James Axler – Shadow World

Uda and Benjy had been driven from their hard-scrabble farm by an outbreak of the bloody flux in nearby Brigham ville. They had abandoned everything they owned in their haste to escape the spreading contagion. Ryan and the companions had learned about the cholera epidemic from some travelers on the road and, accordingly, had given the ville an extra wide berth. On the edge of the desolate floodplain that separated Brigham from the nearest disease-free ville, they had come across the refugee family.

Despite Ryan’s warnings about the dangers of traveling through Deathlands, Uda and Benjy had refused to turn back to their homestead, which was understandable. Without antibiotics, the cholera raging through Brigham ville was a death sentence.

At an earlier point in his life, Ryan would have flat-out refused to convoy the young family to safety because of the additional risk to his own crew. In his wild years with the Trader, his first responsibility had always been to himself, to ensure his own survival, and after that, the survival of the people on whom he depended. With age and experience, with his son, Dean, traveling at his side and the steadfast love of Krysty, he had acquired a little bit more compassion for his fellow man. To abandon the young family on the edge of the plain when they had every intention of crossing with or without an armed escort, was no different from murdering them all in cold blood. Though a bullet in the back of each of their heads might have been a quicker, kinder fate, he found he had no stomach for the role of executioner. After a brief discussion in private, Ryan and his friends had agreed to take the family under their wing. None of them liked the idea any more than he did.

Before they’d gone fifty yards along the dry stream channel, they’d come across scattered bundles of fly-swarmed, stiff and bloody rags. It was all that was left of another group of recent refugees from the ville. They’d made easy pickings for the things that lurked in the willows. It had been just the first of half a dozen such unpleasant discoveries.

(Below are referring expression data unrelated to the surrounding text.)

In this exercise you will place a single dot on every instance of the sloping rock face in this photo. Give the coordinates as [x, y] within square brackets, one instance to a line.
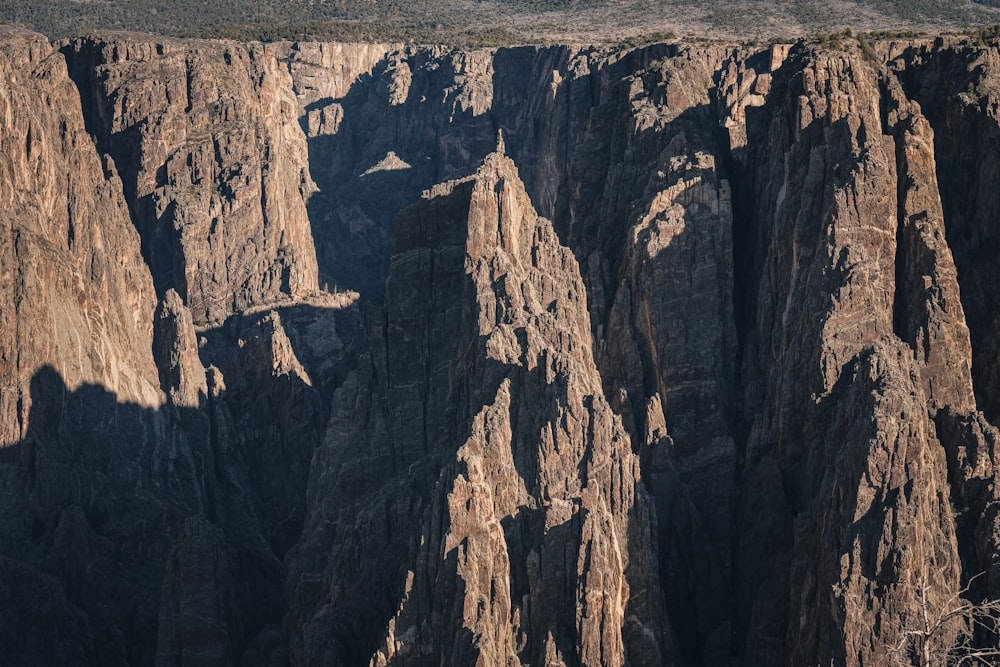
[378, 354]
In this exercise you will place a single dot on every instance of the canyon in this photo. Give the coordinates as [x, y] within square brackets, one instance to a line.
[380, 354]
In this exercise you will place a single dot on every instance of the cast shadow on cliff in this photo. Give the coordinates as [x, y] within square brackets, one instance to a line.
[437, 139]
[103, 488]
[954, 94]
[361, 189]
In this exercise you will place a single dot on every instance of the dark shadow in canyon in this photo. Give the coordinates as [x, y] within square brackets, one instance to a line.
[95, 497]
[949, 87]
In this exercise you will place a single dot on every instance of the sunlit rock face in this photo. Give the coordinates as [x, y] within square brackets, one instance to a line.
[365, 354]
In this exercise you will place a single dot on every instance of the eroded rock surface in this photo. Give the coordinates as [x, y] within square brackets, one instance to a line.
[392, 355]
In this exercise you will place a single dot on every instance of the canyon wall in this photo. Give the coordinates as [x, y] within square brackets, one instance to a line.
[392, 355]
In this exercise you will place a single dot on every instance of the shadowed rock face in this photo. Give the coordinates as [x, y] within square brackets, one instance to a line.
[385, 355]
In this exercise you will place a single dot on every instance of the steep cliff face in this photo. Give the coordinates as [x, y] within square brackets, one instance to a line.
[378, 354]
[206, 139]
[487, 423]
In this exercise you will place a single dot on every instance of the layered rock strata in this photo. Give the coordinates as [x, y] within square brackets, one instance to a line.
[699, 368]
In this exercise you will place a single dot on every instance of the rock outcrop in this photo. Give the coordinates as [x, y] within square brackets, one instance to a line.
[486, 421]
[392, 355]
[207, 141]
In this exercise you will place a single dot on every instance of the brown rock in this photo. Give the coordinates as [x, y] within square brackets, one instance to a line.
[214, 162]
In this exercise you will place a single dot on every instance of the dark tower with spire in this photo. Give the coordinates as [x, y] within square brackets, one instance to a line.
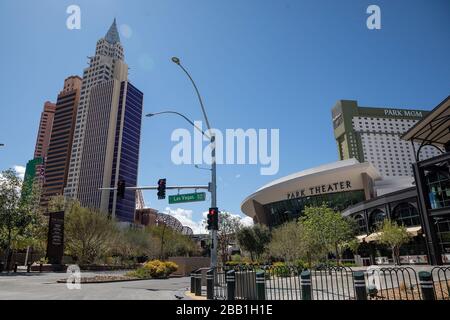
[106, 142]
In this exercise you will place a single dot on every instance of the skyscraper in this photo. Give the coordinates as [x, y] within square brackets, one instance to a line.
[373, 135]
[105, 146]
[58, 157]
[34, 172]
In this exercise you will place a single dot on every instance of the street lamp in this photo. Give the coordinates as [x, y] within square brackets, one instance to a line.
[213, 177]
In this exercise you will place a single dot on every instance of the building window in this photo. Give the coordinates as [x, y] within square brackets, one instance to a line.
[376, 219]
[405, 214]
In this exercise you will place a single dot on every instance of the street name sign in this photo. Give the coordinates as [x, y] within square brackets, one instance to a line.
[189, 197]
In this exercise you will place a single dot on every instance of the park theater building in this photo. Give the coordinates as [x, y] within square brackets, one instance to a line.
[339, 185]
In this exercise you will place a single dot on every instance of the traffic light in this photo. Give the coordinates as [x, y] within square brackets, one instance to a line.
[213, 219]
[121, 189]
[161, 189]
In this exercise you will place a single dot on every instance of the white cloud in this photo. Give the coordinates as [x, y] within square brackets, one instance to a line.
[247, 221]
[20, 171]
[126, 31]
[186, 219]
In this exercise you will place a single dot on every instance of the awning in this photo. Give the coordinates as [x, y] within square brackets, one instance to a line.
[373, 237]
[434, 127]
[414, 231]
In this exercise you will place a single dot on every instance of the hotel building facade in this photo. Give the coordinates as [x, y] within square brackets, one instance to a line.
[57, 164]
[105, 147]
[35, 168]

“How much farther?” Krysty asked Ryan as she shared her purified water with the oldest girl. Mildred moistened a cloth with her canteen and mopped the middle child’s heat-flushed face with it.

“Another two hours to the outskirts of Perdition ville, if we’re lucky,” he said.

Something moved in the brush to his right.

A shadowy form shifted behind the thick screen of branches. Ryan swung the Steyr around, aiming it from the hip. Every other blaster in the arroyo sought and located the target. A mutie deer stood there, frozen for a second before it caught their scent and was gone in a mangy blur. The companions held their fire.

It wasn’t a herd of scab-assed deer flanking their every step.

Ryan stared down the riverbed, cursing Jak Lauren for taking so long.

BENJY THUMBED BACK the hammer of his single-shot Stevens 12-gauge. It locked in full-cock position with a butter-soft clicka smoothness that came from age and wear. The weapon was more than 150 years old and had seen much use, passing through many sets of hands before it had reached his. In the shotgun’s chamber was a precious, high-brass, three-inch goose load. The red plastic hull represented one-fifth of his ammunition stockpile.

The sound came to him again, a faint moaning, high-pitched, like a woman.

It made the hair stand up on the back of his neck.

Benjy quickly looked around. His backup, the other half of the rearguard, was nowhere in sight. The dirt farmer gritted his teeth; he didn’t have a clue where Jak was. The albino teenager moved noiselessly through the bush, like a wild animal. Jak was spooky in other ways, too he had that long, stringy, dead-white hair, scarred white skin and those awful, ruby-red eyes. Benjy thought about calling out to him, then thought better of it, realizing he would give away his own position.

The question he faced was whether to investigate the source of the sound or to move quietly on. He had about made up his mind to keep going when he caught sight of something small and white moving on the other side of the screen of willows. He stepped closer to the branches for a better look. Through the breaks in the foliage he could just make out the next stream channel over, and a pair of pale hands, waving at him.